How to Eat Well this Winter
See which foods will strengthen your young child’s immune system, so they can fend off coughs, sniffles and sneezes during the chilliest months.
BY HEJIRA CONVERY, KINDICARE
Some people love winter, while others are counting down the days till spring, and whichever camp your family falls into, life is better if you can avoid the winter lurgies that want to latch onto your little one!
So, what to do?
Well, hand hygiene and cough etiquette definitely helps, but healthy food is also really important.
Eating a nutritious diet will help your young child fend off those winter illnesses by supporting and strengthening their immune system; and although most of us know that citrus is packed with vitamin C, an orange segment here and there just won’t cut it!

Your child needs lots of different key nutrients and antioxidants to keep their immune system healthy, and Ewa Szymlek-Gay is here to help you plan the menu.
Ewa is an Associate Professor in Nutrition Science at the Institute for Physical Activity and Nutrition (IPAN) at Deakin University, and she explains that variety is key, and your child needs to consume good food from all five food groups.
She encourages you to follow the Australian Dietary Guidelines to make sure your little one meets their nutrient needs.

And when it comes to healthy immune function, Ewa says these nutrients are really important:
- Vitamins A, D, C, E, B6, and B12
- Folate
- Zinc
- Iron
- Copper
- Iodine, and
- Selenium
Ewa explains that if your child doesn’t eat enough of these nutrients, as part of a varied diet, their body will find it harder to resist infection, and they’re likely to get sick more often, and for longer stretches of time.

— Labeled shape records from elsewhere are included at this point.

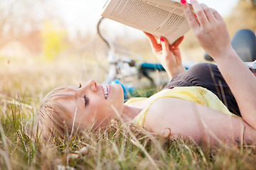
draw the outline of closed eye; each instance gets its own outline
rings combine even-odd
[[[85,95],[82,98],[85,100],[85,107],[86,107],[89,105],[89,98]]]

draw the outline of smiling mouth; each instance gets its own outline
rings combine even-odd
[[[105,99],[107,98],[107,96],[108,96],[108,89],[107,86],[106,85],[102,85],[102,89],[103,89],[103,92],[104,92],[104,96],[105,98]]]

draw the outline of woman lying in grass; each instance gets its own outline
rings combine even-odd
[[[178,49],[183,38],[169,45],[165,38],[158,43],[146,33],[171,79],[167,88],[125,104],[119,84],[100,85],[90,80],[82,86],[57,88],[40,108],[42,137],[64,137],[75,133],[72,131],[105,127],[112,119],[121,118],[166,137],[253,144],[256,78],[233,49],[225,23],[216,11],[195,0],[191,5],[196,16],[185,0],[181,4],[198,42],[218,67],[199,64],[186,71]]]

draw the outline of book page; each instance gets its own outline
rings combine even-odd
[[[156,37],[164,36],[170,43],[190,29],[181,7],[171,0],[111,0],[102,16]]]

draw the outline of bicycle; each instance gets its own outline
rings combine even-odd
[[[137,75],[137,78],[142,79],[146,77],[149,81],[151,86],[155,86],[157,84],[151,77],[151,73],[152,72],[165,72],[163,66],[159,63],[149,63],[145,62],[137,62],[130,58],[122,57],[117,58],[114,55],[114,47],[113,44],[107,40],[102,35],[100,30],[100,25],[105,19],[102,17],[97,26],[97,35],[105,42],[108,48],[108,62],[110,64],[108,75],[102,83],[106,84],[119,84],[124,91],[124,98],[130,96],[134,91],[135,87],[134,85],[128,85],[124,80],[126,77]],[[191,64],[185,65],[186,69],[188,69]],[[166,76],[167,78],[167,76]],[[168,80],[166,80],[168,81]]]
[[[100,39],[106,44],[107,47],[107,62],[110,64],[109,68],[107,69],[107,78],[105,79],[102,84],[119,84],[124,91],[124,99],[127,99],[131,96],[131,94],[132,94],[138,86],[142,86],[142,84],[136,86],[134,81],[132,84],[127,84],[127,78],[132,77],[136,76],[137,79],[141,79],[143,77],[146,78],[146,79],[150,82],[151,86],[156,86],[157,83],[155,82],[154,79],[151,77],[151,72],[165,72],[163,66],[159,63],[149,63],[143,61],[135,61],[134,60],[130,59],[129,57],[124,57],[122,56],[119,58],[117,58],[115,56],[115,49],[113,43],[107,40],[105,38],[100,30],[100,25],[102,21],[105,19],[104,17],[102,17],[97,23],[97,35],[100,38]],[[255,45],[256,44],[256,40],[253,38],[251,38],[252,40],[250,41],[250,45],[247,45],[248,43],[243,43],[243,45],[240,45],[239,44],[241,39],[245,39],[246,34],[251,35],[250,33],[250,30],[247,30],[245,31],[238,31],[237,35],[234,36],[232,40],[232,44],[235,47],[234,49],[239,52],[239,55],[242,58],[242,60],[245,62],[245,64],[248,66],[248,67],[256,68],[256,62],[252,62],[253,59],[256,59],[256,52],[255,48],[253,47],[256,47]],[[241,35],[242,38],[241,38]],[[252,37],[252,36],[251,36]],[[248,41],[248,39],[245,39],[246,41]],[[245,42],[246,42],[245,41]],[[245,42],[245,41],[243,41]],[[235,46],[236,45],[236,46]],[[245,57],[242,57],[245,55],[248,55],[248,50],[245,50],[245,45],[247,45],[249,47],[249,52],[251,54],[251,60],[247,61],[245,60]],[[246,53],[245,53],[246,52]],[[208,56],[206,53],[205,55],[205,59],[208,61],[213,61],[211,57]],[[195,63],[188,62],[183,63],[183,65],[186,69],[189,69],[192,67]],[[165,83],[167,83],[168,78],[166,77],[166,80]]]

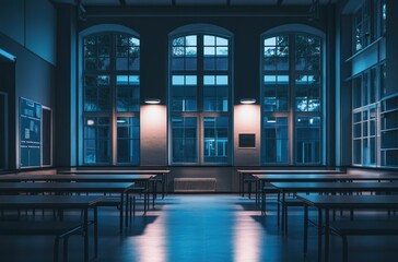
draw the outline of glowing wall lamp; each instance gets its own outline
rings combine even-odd
[[[255,98],[242,98],[241,99],[241,104],[243,104],[243,105],[253,105],[255,103],[256,103]]]
[[[159,105],[161,104],[161,99],[159,98],[147,98],[144,100],[145,104],[149,104],[149,105]]]

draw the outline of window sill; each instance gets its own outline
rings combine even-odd
[[[360,56],[361,53],[364,53],[366,50],[371,49],[373,46],[377,45],[379,41],[382,41],[382,39],[385,39],[384,36],[378,37],[376,40],[374,40],[373,43],[371,43],[370,45],[367,45],[366,47],[364,47],[363,49],[359,50],[358,52],[355,52],[354,55],[352,55],[351,57],[349,57],[346,62],[350,62],[352,59],[354,59],[355,57]]]

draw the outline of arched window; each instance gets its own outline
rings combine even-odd
[[[283,31],[261,37],[261,162],[320,165],[323,38]]]
[[[231,34],[192,25],[169,35],[171,164],[231,163]]]
[[[80,160],[139,165],[140,39],[131,29],[112,26],[81,36]]]

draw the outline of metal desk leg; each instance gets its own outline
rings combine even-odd
[[[98,258],[98,212],[94,206],[94,257]]]
[[[84,209],[84,261],[89,262],[89,211]]]
[[[321,231],[323,231],[323,217],[321,210],[318,209],[318,261],[321,261]]]
[[[325,262],[329,261],[329,209],[325,210]]]
[[[304,258],[307,255],[308,250],[308,205],[304,204]]]

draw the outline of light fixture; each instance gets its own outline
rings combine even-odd
[[[272,123],[274,123],[274,122],[277,122],[277,118],[276,118],[276,117],[268,117],[268,118],[267,118],[267,122],[272,122]]]
[[[161,104],[161,99],[159,98],[147,98],[144,100],[145,104],[150,104],[150,105],[159,105]]]
[[[255,103],[256,103],[255,98],[242,98],[241,99],[241,104],[243,104],[243,105],[253,105]]]

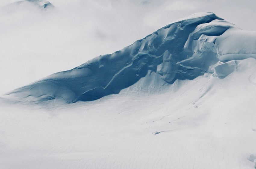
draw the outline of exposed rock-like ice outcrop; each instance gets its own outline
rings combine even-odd
[[[38,6],[42,9],[46,9],[54,7],[54,6],[50,2],[43,0],[25,0],[16,2],[17,4],[24,4],[26,3],[32,4]]]
[[[90,101],[118,93],[146,76],[154,80],[144,86],[154,92],[177,79],[193,79],[206,73],[224,78],[236,69],[235,60],[256,58],[255,46],[255,32],[242,30],[212,13],[196,13],[120,51],[9,94],[41,101],[56,97],[67,103]]]

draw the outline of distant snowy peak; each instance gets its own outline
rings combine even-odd
[[[118,93],[132,85],[157,93],[177,79],[192,80],[206,73],[225,78],[237,69],[237,60],[256,58],[255,46],[255,32],[242,30],[212,13],[197,13],[120,51],[9,94],[28,101],[58,97],[73,103]]]
[[[47,9],[54,7],[54,6],[49,1],[42,0],[25,0],[19,1],[16,3],[19,4],[29,3],[38,6],[41,9]]]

Fortunately, though, immune-boosting nutrients aren’t hard to find!
There are lots of common food sources that contain the key nutrients, and Ewa says:
Vitamin A is found in eggs, full-fat dairy products, oily fish, orange/yellow vegetables (like carrots, pumpkin and sweet potato), and dark green leafy vegetables (such as spinach and kale).
Vitamin D is found in oily fish (like salmon, sardines and mackerel), eggs, and some fortified foods (milks, margarine and cereals).
Vitamin C is packed into citrus fruits (like oranges and mandarins), but it’s also in berries, kiwi fruit, capsicum, broccoli and tomatoes.

Vitamin E is something you’ll find in nuts (like almonds and hazelnuts), sunflower seeds, wheat germ, plant oils (such as sunflower and safflower oils), avocados, peanut butter and green leafy vegetables.
Vitamin B6 is commonly found in poultry, fish, pork, potatoes, bananas, chickpeas and some fortified cereals.
Vitamin B12 is found in meat, fish, eggs, milk and cheese, and also in fortified plant-based milks or cereals.
Folate is in green leafy vegetables, legumes (like beans, lentils and chickpeas), oranges, fortified breads and cereals, plus eggs.

Zinc is contained in lean red meat, poultry, shellfish, milk, cheese, whole grains, nuts and legumes.
Iron is also found in lean red meat (as you’d expect), as well as in poultry, fish, eggs, legumes and iron-fortified breakfast cereals.
Copper is in shellfish, nuts, seeds, whole grains, legumes and potatoes.
Iodine is in iodised salt, seafood (fish, but also seaweed), eggs, dairy products (milk, cheese and yoghurt), and some breads (thanks to the mandatory iodised salt in bread-making).
And last but not least, selenium is found in Brazil nuts, seafood, meat, eggs, whole grains and some dairy products.

You’ll see that there’s a bit of overlap, with foods like eggs and milk containing several important nutrients, but variety really is key.
Your little one needs lots of different foods to fend off those winter lurgies (and stay healthy all year round), so have a look at how you can make their menu interesting and powerful.
Finger food is always popular with under-fives, so you might like to make salmon patties and mini meatballs, serve vegetable sticks with dip, whip up some little frittatas, or spread peanut butter onto whole grain toast fingers.
And with the five food groups covered, and your child’s immune system strengthened, you can go back to loving winter – or counting down the days till spring!